Welcome to my West Virginia kitchen! As I am writing this we are approaching summer. Farm stands are popping up everywhere, packed full of locally grown produce. Many of us are gardeners and are about to have a bounty of vegetables that we need to figure out what to do with.
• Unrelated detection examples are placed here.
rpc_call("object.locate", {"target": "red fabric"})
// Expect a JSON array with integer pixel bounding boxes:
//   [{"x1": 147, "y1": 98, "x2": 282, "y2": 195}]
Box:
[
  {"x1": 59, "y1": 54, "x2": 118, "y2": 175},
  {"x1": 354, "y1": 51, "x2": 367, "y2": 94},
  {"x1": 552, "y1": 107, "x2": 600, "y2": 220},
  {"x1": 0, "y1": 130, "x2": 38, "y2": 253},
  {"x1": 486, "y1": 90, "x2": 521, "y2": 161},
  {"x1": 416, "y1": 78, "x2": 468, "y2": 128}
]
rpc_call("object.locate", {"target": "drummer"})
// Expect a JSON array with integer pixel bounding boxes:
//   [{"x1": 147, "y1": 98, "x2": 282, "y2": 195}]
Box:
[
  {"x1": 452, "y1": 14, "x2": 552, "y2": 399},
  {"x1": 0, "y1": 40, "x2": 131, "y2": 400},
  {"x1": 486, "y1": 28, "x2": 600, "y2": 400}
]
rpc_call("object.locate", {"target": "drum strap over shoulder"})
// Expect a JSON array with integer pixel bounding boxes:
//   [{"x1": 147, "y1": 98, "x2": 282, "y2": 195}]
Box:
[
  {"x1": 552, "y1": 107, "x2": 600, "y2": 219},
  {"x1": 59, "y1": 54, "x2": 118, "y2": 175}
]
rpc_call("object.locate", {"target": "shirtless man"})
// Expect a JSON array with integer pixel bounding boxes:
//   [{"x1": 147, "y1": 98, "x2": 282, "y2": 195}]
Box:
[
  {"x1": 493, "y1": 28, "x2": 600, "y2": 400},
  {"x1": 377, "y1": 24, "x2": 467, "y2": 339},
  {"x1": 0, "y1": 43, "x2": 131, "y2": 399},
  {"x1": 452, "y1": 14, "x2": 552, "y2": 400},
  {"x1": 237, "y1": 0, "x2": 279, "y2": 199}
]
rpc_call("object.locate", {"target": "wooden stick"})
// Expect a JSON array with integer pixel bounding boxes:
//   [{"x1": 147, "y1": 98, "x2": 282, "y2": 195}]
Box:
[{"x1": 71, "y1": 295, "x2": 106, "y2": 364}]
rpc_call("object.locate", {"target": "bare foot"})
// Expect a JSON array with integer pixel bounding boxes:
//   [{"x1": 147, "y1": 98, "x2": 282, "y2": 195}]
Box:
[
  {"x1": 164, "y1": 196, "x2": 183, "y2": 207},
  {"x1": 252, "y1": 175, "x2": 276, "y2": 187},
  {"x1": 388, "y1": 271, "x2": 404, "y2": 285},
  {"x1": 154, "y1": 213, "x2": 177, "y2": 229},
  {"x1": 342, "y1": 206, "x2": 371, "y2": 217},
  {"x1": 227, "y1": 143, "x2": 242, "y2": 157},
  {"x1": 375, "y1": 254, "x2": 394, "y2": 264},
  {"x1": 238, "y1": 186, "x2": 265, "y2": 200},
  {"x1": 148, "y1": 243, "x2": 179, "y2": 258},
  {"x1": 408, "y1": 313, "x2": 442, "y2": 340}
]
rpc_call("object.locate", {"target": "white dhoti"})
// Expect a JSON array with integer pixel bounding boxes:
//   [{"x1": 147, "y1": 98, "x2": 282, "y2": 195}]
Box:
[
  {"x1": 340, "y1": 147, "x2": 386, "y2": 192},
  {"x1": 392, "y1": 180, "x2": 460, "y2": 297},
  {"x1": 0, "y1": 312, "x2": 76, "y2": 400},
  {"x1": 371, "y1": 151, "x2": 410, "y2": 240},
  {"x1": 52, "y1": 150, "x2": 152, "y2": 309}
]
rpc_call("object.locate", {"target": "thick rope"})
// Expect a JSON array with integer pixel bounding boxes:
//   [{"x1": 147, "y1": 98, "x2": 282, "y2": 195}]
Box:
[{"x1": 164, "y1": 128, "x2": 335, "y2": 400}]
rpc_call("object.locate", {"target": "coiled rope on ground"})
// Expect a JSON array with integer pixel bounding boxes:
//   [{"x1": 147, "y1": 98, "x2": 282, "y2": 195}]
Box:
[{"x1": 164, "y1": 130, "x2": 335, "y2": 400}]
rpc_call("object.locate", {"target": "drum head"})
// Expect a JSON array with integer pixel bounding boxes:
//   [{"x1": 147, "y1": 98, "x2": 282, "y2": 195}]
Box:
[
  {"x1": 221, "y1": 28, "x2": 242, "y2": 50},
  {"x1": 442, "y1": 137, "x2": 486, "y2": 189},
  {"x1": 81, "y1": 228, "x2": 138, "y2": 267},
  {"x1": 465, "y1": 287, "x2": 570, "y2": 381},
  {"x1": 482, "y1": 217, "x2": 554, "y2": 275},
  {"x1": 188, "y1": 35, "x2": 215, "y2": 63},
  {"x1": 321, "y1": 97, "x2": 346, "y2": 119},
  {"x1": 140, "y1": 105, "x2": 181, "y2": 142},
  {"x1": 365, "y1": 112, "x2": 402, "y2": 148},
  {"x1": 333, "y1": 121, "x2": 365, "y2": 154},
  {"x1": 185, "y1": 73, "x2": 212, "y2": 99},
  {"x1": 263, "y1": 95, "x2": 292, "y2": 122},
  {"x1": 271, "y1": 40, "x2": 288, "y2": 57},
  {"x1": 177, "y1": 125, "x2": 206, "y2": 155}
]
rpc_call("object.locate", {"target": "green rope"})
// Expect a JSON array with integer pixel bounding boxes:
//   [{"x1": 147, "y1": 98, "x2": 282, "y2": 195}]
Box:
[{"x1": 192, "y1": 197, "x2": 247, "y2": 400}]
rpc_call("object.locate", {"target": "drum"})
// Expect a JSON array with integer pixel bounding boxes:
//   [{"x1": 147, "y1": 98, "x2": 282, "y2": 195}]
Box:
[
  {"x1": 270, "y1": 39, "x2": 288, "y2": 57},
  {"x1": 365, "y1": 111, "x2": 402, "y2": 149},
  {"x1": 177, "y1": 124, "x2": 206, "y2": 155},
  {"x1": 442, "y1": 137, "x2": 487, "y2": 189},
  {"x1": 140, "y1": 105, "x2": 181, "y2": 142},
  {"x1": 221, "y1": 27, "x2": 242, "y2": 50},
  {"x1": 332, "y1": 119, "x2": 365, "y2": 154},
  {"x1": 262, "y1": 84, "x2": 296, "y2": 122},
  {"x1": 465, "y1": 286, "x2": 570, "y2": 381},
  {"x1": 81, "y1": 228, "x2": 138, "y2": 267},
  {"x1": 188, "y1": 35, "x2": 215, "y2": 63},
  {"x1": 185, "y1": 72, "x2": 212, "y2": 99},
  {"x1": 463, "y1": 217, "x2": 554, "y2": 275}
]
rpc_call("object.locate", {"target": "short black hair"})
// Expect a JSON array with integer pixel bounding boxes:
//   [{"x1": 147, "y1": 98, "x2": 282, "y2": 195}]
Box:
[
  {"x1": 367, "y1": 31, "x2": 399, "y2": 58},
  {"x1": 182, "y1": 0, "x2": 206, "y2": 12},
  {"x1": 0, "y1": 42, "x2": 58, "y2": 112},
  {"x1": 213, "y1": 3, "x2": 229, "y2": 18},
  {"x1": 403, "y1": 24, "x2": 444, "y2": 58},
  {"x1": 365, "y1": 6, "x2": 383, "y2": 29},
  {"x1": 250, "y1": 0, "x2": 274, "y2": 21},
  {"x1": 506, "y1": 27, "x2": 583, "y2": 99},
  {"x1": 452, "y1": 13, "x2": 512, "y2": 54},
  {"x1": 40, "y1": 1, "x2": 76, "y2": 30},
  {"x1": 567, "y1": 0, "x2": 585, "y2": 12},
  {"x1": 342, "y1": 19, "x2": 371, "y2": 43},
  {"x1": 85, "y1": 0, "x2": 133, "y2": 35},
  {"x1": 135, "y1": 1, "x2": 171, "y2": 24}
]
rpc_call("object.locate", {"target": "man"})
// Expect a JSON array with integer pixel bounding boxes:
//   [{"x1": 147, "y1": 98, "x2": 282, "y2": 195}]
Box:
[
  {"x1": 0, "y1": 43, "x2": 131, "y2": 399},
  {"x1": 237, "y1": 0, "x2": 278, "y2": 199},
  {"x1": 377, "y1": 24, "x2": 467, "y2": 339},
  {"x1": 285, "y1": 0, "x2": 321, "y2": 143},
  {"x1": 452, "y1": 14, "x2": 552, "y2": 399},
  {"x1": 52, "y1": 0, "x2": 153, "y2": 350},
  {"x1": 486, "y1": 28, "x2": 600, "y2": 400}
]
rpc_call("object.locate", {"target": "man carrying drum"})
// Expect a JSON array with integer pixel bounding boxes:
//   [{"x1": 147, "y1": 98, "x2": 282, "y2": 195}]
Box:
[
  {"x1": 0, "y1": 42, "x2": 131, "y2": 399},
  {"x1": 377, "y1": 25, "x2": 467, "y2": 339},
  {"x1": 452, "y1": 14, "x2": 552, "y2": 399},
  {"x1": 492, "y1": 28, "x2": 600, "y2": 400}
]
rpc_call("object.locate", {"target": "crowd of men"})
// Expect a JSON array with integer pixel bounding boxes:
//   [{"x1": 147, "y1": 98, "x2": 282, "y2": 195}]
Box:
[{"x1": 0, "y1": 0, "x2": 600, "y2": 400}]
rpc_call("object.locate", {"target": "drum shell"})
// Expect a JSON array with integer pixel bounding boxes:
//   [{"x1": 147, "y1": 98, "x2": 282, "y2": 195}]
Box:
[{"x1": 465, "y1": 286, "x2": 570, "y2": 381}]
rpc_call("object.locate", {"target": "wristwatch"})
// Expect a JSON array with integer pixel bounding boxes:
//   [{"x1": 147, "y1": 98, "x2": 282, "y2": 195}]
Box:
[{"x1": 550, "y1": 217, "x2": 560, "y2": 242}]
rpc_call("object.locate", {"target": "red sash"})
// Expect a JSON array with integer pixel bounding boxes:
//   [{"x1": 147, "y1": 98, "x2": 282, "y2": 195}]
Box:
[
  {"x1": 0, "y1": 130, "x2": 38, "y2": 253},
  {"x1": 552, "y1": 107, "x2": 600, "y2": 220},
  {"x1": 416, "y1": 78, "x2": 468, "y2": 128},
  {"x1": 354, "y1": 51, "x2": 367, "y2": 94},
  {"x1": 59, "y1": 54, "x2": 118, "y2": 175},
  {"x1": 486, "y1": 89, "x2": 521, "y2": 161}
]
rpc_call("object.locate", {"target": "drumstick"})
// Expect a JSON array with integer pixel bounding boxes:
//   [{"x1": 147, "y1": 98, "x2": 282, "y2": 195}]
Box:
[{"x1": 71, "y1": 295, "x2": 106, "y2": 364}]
Is that you? Are you looking for a vibrant, delicious, and healthy meal that's perfect for this season (or any really)? My One-Pot Chicken Pasta Primavera is an excellent choice.
- 2 Boneless Skinless Chicken Breasts, cut into 1 inch cubes.
- 1/4 tsp Salt, Pepper, Garlic Powder, Onion Powder, and Paprika
- 4 Tbsp Butter
- 2 Tbsp Olive Oil
- 1 Tbsp Garlic, minced
- 16 oz Pasta (rotini, penne, farfalle, or cavatappi)
- 4 cups Chicken Broth
- 2 cups Water
- 2 Carrots, sliced
- 1 bunch Asparagus, cut into thirds (woody stems removed)
- 2 cups Frozen Peas
- 2 Cups Cherry Tomatoes, halved
- 1 Lemon, zest and juice
- 1 cup Heavy Cream
- 1 cup Parmesan Cheese, shredded
- Basil for garnish
- Prepare the Chicken: Heat 2 Tbsp of butter and 2 Tbsp olive oil in a large skillet or dutch oven over medium-high heat. Season the chicken with the salt, pepper, garlic powder, onion powder, and paprika. Add the chicken to the skillet and cook until it is golden brown and fully cooked. This should take about 5-7 minutes. Remove the chicken from the skillet and set aside.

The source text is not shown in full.